Based on the FAS-equation, and using the upper limit 1.33 of the normalized biomarker (whether it is SCr or ScysC), a lower limit for FAS-eGFR can be defined as 107.3/1.33 (× 0.988(Age−40) if age > 40 years) = 80.7 (× 0.988(Age−40) if age > 40 years), and symmetrical to this lower limit, the upper limit is defined as 133.9 (× 0.988(Age−40) if age > 40 years). The pediatric thresholds are therefore < 80.7 for CKD and > 133.9 for GHF. The regions defined by these thresholds are illustrated in Fig. 1.

Fig. 1
figure 1

Evolution of GFR with age and categorization in CKD, normal GFR, and GHF based on the FAS-equation

From the upper limit of measured GFR

Conventionally, GHF can be defined as a GFR of more than two standard deviations above the mean of healthy individuals. This also corresponds to the 97.5th percentile.

In a meta-analysis [30] to define mean GFR in healthy living potential kidney donors, the 2.5th and 97.5th percentiles for mGFR were obtained as mean ± 1.96 × SD for 12 studies [31] and 6 different age-groups. The means of the lower limits and upper limits with their SDs are listed in Table 3. The upper limit for young adults (20–30 years) is 136.0 ± 7.6 (mean ± SD) and can be considered a good estimate for the GHF-threshold, also for children.

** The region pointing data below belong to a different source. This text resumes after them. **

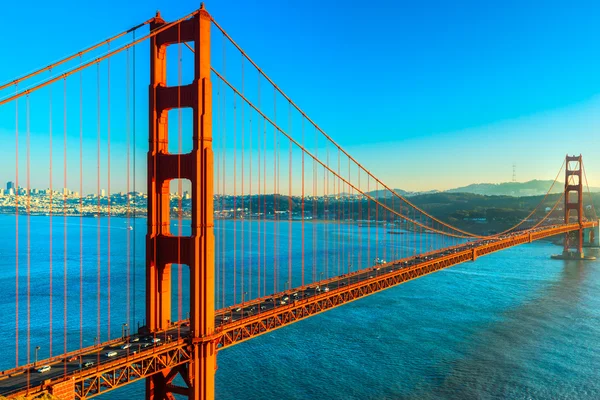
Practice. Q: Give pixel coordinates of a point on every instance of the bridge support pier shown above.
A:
(573, 202)
(163, 248)
(591, 236)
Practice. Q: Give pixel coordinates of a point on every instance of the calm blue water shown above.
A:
(513, 325)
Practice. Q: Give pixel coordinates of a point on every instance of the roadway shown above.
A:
(92, 359)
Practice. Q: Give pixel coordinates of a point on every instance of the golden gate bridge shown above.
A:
(246, 152)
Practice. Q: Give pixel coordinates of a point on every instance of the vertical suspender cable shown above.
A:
(264, 253)
(65, 193)
(289, 285)
(302, 244)
(50, 221)
(134, 186)
(28, 240)
(127, 186)
(80, 208)
(179, 182)
(108, 194)
(258, 244)
(243, 288)
(250, 252)
(234, 199)
(98, 215)
(16, 231)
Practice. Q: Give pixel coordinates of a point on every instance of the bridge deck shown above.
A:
(244, 321)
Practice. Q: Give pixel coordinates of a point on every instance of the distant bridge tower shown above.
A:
(162, 247)
(574, 202)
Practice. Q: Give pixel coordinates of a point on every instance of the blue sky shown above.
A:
(427, 95)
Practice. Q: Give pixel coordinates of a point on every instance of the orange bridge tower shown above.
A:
(163, 248)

Table 3 Lower (LRL) and upper (URL) reference limits for measured GFR and calculated from the FAS-equation at the age mid-points of 10-year age-intervals (from [30])

In a study by Chakkera et al. [14] in 3317 potential donors, including 2125 actual donors, the overall 95th percentile for BSA-indexed measured GFR was reported as 134 mL/min/1.73 m2. They calculated an age-based threshold for mGFR expressed in mL/min/1.73 m2 as 164 – 0.730 × age, and for mGFR expressed in mL/min, it was 198 – 0.943 × age. However, they claimed that high age-based mGFR expressed in mL/min (thus not corrected for BSA) had the strongest association with higher single-nephron GFR.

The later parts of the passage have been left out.